ハワイ紀行

〜またの名を暴飲暴食日記〜

12月9日(木)パート2

ハワイのエイリアン

 民俗物ももちろんおもしろかったが、前述の触れて学べる科学館が予想外におもしろかった。ハワイのエイリアンたちの特別展が催されていたのだ。エイリアンといっても濃硫酸のヨダレを垂らして人を喰うエイリアンではない。ハワイにはびこる外来の動植物のことである。

 世界中から人々が訪れるからだろうが、年中暖かい気候も手伝って、ハワイにはかなりの外来種が移入しているらしい。それらが一堂に会しているのだ。

 そのなかのあるコーナーで50種類ほどの草木の写真が掲示され、これらの草木がないハワイの庭を想像できますか?というコーナーがあった。パソコンでも表示されていて、一つ一つの写真をクリックすると、より詳しいことがわかるようになっていた。それによれば、ブーゲンビリアはもともと南米原産である、とか、ハマユウに似た花は1851年に移入された、とか、パンの木はポリネシアから、とかとにかくハワイの一般家庭の庭に欠かせない様々な草木が、実はすべてが外来種なのだ、ということだった。さすがに州花であるハイビスカスはネイティブだった。
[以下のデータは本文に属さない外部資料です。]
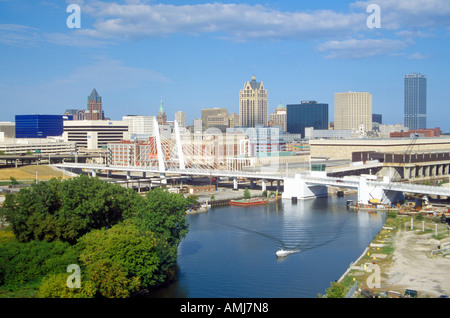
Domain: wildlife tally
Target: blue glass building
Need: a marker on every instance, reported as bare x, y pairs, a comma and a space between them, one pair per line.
306, 114
415, 101
39, 126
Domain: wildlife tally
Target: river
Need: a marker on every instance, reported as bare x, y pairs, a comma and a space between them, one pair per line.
229, 251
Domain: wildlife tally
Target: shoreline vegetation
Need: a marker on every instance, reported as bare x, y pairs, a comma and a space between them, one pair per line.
120, 242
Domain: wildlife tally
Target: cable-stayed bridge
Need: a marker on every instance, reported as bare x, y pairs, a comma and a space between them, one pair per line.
217, 155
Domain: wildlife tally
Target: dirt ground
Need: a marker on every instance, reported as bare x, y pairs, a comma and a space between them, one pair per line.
412, 268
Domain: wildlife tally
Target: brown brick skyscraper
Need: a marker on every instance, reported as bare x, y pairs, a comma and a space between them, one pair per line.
94, 111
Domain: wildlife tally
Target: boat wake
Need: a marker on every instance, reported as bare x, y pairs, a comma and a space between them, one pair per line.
284, 253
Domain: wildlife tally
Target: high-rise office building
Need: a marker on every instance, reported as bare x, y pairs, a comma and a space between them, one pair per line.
140, 127
39, 126
278, 118
353, 109
253, 104
415, 101
214, 117
180, 117
94, 111
161, 117
306, 114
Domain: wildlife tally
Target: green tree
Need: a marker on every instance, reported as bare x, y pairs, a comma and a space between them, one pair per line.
336, 290
164, 214
21, 263
66, 210
55, 286
120, 259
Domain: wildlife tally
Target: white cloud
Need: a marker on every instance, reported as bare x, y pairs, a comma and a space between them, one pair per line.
234, 21
354, 48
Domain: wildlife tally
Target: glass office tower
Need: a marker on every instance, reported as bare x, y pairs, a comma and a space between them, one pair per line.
415, 101
39, 126
306, 114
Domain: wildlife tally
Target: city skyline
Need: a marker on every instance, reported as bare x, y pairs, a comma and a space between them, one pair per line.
301, 51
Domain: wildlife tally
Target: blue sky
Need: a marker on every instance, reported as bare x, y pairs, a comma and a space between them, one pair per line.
199, 54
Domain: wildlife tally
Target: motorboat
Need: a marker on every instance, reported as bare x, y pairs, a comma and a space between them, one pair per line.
282, 252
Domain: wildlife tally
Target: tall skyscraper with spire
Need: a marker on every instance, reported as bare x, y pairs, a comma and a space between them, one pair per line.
94, 111
253, 104
415, 101
161, 117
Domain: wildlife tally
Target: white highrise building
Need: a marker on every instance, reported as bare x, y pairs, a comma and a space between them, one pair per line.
140, 127
180, 117
353, 109
253, 104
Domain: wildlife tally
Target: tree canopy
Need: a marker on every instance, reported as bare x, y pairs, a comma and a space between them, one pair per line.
66, 210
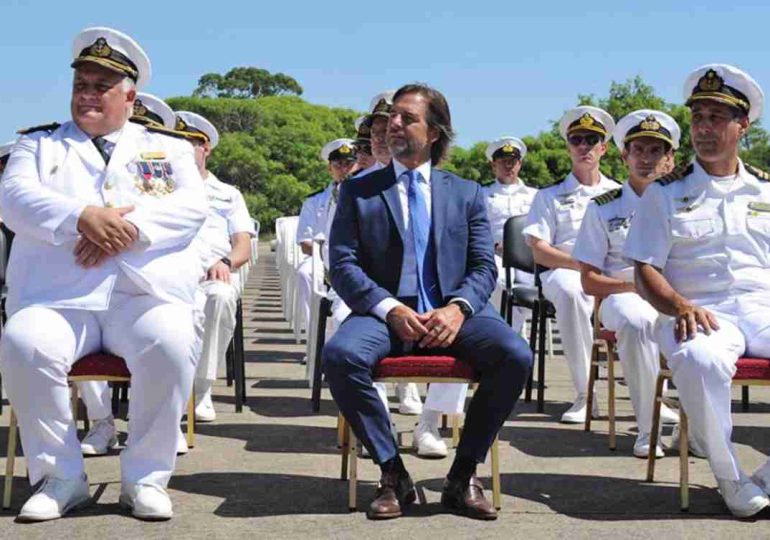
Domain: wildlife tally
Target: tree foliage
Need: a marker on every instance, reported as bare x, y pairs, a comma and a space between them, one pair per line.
246, 82
270, 146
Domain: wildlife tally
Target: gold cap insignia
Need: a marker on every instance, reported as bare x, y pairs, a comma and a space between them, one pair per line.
586, 120
139, 108
710, 82
650, 124
100, 48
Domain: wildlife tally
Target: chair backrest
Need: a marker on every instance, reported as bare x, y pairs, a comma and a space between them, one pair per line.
516, 253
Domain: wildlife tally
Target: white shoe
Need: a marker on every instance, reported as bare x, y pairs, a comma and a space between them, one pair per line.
54, 498
428, 441
146, 501
409, 399
576, 414
693, 446
743, 497
668, 416
642, 447
101, 437
204, 407
761, 477
181, 444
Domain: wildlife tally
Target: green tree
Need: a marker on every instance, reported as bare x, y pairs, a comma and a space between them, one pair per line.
246, 82
270, 147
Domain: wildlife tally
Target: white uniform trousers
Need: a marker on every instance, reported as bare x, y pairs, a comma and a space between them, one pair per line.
219, 303
160, 344
304, 289
573, 316
633, 321
448, 398
519, 314
703, 369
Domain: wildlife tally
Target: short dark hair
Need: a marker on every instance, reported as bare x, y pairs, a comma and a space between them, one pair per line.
438, 117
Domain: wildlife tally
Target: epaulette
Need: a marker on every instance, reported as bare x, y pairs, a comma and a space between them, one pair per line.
761, 175
50, 128
676, 174
609, 196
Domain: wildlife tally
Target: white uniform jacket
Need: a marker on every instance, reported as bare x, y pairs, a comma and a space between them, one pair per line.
227, 216
604, 230
558, 210
505, 201
51, 178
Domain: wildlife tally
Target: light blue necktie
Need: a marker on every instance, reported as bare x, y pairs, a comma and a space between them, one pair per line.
428, 293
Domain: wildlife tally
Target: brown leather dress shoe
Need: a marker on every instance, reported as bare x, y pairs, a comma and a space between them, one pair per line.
394, 492
467, 499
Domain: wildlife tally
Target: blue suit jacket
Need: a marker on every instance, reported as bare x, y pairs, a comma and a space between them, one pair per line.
366, 247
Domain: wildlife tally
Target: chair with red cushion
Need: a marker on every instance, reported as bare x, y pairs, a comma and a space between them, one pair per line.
603, 339
93, 367
413, 369
748, 372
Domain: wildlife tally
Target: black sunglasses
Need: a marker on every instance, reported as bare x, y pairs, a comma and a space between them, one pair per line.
592, 139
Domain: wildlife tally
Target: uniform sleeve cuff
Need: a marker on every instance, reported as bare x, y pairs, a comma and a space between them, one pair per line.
382, 309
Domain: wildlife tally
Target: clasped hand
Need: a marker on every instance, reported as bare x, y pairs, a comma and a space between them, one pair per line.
105, 233
434, 329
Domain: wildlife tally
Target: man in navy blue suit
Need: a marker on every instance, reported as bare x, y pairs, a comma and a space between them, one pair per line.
411, 254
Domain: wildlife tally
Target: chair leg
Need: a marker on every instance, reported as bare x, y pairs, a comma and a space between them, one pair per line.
684, 464
592, 374
610, 395
345, 448
10, 460
655, 432
191, 421
745, 398
532, 348
353, 460
496, 473
320, 335
541, 362
455, 430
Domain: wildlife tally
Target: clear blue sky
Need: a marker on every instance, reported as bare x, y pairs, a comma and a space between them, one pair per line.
507, 68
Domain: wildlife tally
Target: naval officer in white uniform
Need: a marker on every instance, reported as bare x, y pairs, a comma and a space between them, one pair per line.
647, 140
705, 266
104, 212
225, 244
507, 196
552, 226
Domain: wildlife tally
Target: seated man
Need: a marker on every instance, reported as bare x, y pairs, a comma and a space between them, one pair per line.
104, 212
647, 140
340, 156
150, 111
704, 267
551, 230
507, 196
411, 254
225, 243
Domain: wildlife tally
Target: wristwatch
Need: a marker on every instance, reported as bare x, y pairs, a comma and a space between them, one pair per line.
465, 309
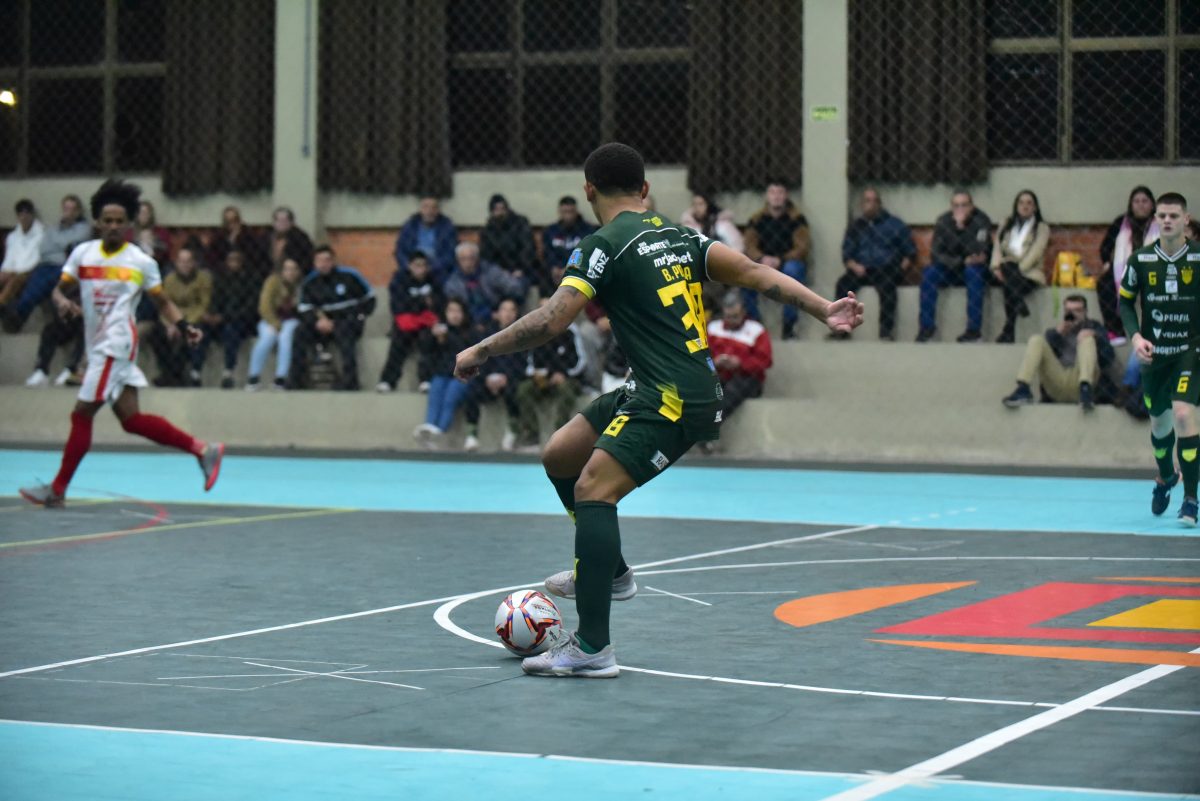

 そのほか、これらのフルーツはハワイ原産か?というコーナーもあった。そこに並んでいるのはどれもこれもハワイを代表する果物ばかりだ。試しにパイナップルを見てみると、1813年にブラジルから移入、と書いてあった。パッションフルーツはオーストラリア原産だそうだ。マンゴーはもともとインド〜ビルマあたりが原産だったが、1825年にドン・フランシスコという人がハワイにもたらしたらしい。この人はそれ以前にもコーヒーを持ち込んでいる。いったい何者だこの男は?

 草木の場合はどうやらほとんどが意図されていたようだが、動物の場合はどうもそうではないらしい。例の文鳥やブラジリアン・カーディナルも、ジャクソンカメレオンも750種を数える色鮮やかなカタツムリたちも、みな知らず知らずのうちにその生息範囲を広げ、在来の穏やかな小動物たちを脅かしているらしいのだ。ハワイは人間だけでなく、様々な動植物の移民も幅広く受け入れていたのである。

新興宗教?

 ほどよい時間になったので、みんながレイを作っているところに戻ってきた私は、眼前の光景にビックリしてしまった。30人ほどが一様に両手をあげ、ガイドの女性の声に合わせてユラユラユラユラ揺れているのである。てっきり私はこの1時間でみんな洗脳されて、新興宗教に入信してしまったのか、と思い、ビビッてしまった。でもどうやらそれは、フラダンスの一つ一つの動きを解説してもらっているということが判明した。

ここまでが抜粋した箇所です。